FWT快速沃尔什变换
FWT
\[C(i) = \sum_{j @ k=i}A(j)B(k)
\]
DWT
设第 \(i\) 个点值 \(x^j\) 带入的是 \(f(i,j)\),由于位运算乘法需满足 \(x^ix^j=x^{i@j}\) 。
所以 \(f(i,j)\) 需满足:
\[f(i,j)f(i,k)=f(i,j@k)
\]
以此为依据构造 \(f(i,j)\):
对于 and, \(f(i, j) = [i \&j=i]\) 即 \([i\subseteq j]\) 。
对于 or, \(f(i,j)=[i|j=i]\) 即 \([j\subseteq i]\) 。
对于 xor, \(f(i,j)=(-1)^{popcount(i\&j)}\) 。
且 \(f(i,j)=\prod f(i_p,j_p)\) \(i_p\) 为 \(i\) ,2进制下的每一位。
\[\begin{aligned}
DWT(C)_i &= \sum_{j=0}^{n-1}f(i,j)C(j)\\
&=\sum_{j=0}^{n/2-1}f(i,j)C(j)+\sum_{j=n/2}^{n-1}f(i,j)C(j)\\
&=\sum_{j=0}^{n/2-1}f(i_{len},j_{len})f(i_{[1,len-1]},j_{[1,len-1]})C(j)+\sum_{j=n/2}^{n-1}f(i_{len},j_{len})f(i_{[1,len-1]},j_{[1,len-1]})C(j)\\
&=f(i_{len},0)\sum_{j=0}^{n/2-1}f(i_{[1,len-1]},j_{[1,len-1]})C(j)+f(i_{len},1)\sum_{j=n/2}^{n-1}f(i_{[1,len-1]},j_{[1,len-1]})C(j)
\end{aligned}
\]
对于 \(i\in[0, n/2-1]\) ,
\[DWT(C)_i = f(0,0)DWT(C_L)_i + f(0,1)DWT(C_R)_i\\
DWT(C)_{i+n/2}=f(1, 0)DWT(C_L)_{i}+f(1,1)DWT(C_R)_i
\]
到最底层时 \(DWT(C)_0=\sum_{j=0}^0f(0,j)C(j)=f(0,0)C(j)\) 而 \(f(0,0)\) 对于 xor, and, or 都是 1。

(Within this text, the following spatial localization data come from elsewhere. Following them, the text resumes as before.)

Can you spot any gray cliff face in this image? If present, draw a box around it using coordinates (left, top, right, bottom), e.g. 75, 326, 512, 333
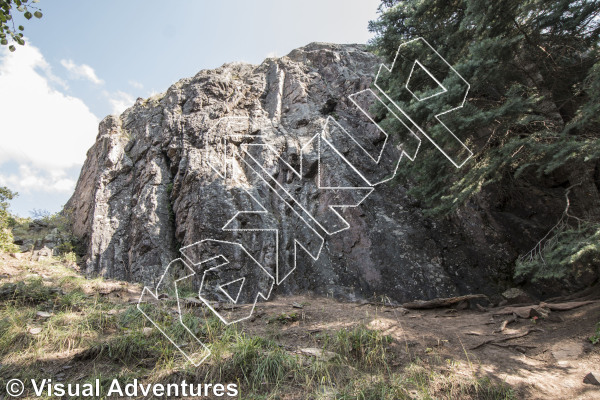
67, 43, 540, 303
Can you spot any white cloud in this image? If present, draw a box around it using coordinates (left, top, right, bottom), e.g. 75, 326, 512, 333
105, 90, 135, 115
0, 44, 99, 194
60, 58, 104, 85
128, 80, 144, 89
40, 65, 70, 91
0, 165, 76, 194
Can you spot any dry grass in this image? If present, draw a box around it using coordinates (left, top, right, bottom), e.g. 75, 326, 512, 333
0, 254, 516, 399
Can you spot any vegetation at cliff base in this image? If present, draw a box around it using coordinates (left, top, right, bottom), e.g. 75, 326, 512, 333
0, 253, 517, 400
0, 186, 18, 252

所以递归到最底层 的点值就是自己本身的系数。
然后就可以左右分治了,值得注意的是DFT是奇偶分治,而DWT是左右。
and:
\[DWT(C)_i = DWT(C_L)_i+DWT(C_R)_i\\
DWT(C)_{i+n/2}=DWT(C_R)_i
\]
or:
\[DWT(C)_i = DWT(C_L)_i\\
DWT(C)_{i+n/2}=DWT(C_L)_i+DWT(C_R)_i
\]
xor:
\[DWT(C)_i = DWT(C_L)_i + DWT(C_R)_i\\
DWT(C)_{i+n/2}=DWT(C_L)_{i}-DWT(C_R)_i
\]
IDWT
由DWT的式子可以解得:
and:
\[DWT(C_L)_i=DWT(C)_i-DWT(C)_{i+n/2}\\
DWT(C_R)_i=DWT(C)_{i+n/2}
\]
or:
\[DWT(C_L)_i = DWT(C)_i\\
DWT(C_R)_i=DWT(C)_{i+n/2}-DWT(C)_i
\]
xor:
\[DWT(C_L)_i=\frac{DWT(C)_i+DWT(C)_{i+n/2}}{2}\\
DWT(C_R)_i=\frac{DWT(C)_i-DWT(C)_{i+n/2}}{2}
\]
#include <vector>
#include <cmath>
#include <cstdio>
#include <cassert>
#include <cstring>
#include <iostream>
#include <algorithm>
typedef long long LL;
typedef unsigned long long uLL;
#define fir first
#define sec second
#define SZ(x) (int)x.size()
#define MP(x, y) std::make_pair(x, y)
#define PB(x) push_back(x)
#define debug(...) fprintf(stderr, __VA_ARGS__)
#define GO debug("GO\n")
#define rep(i, a, b) for (register int i = (a), i##end = (b); (i) <= i##end; ++ (i))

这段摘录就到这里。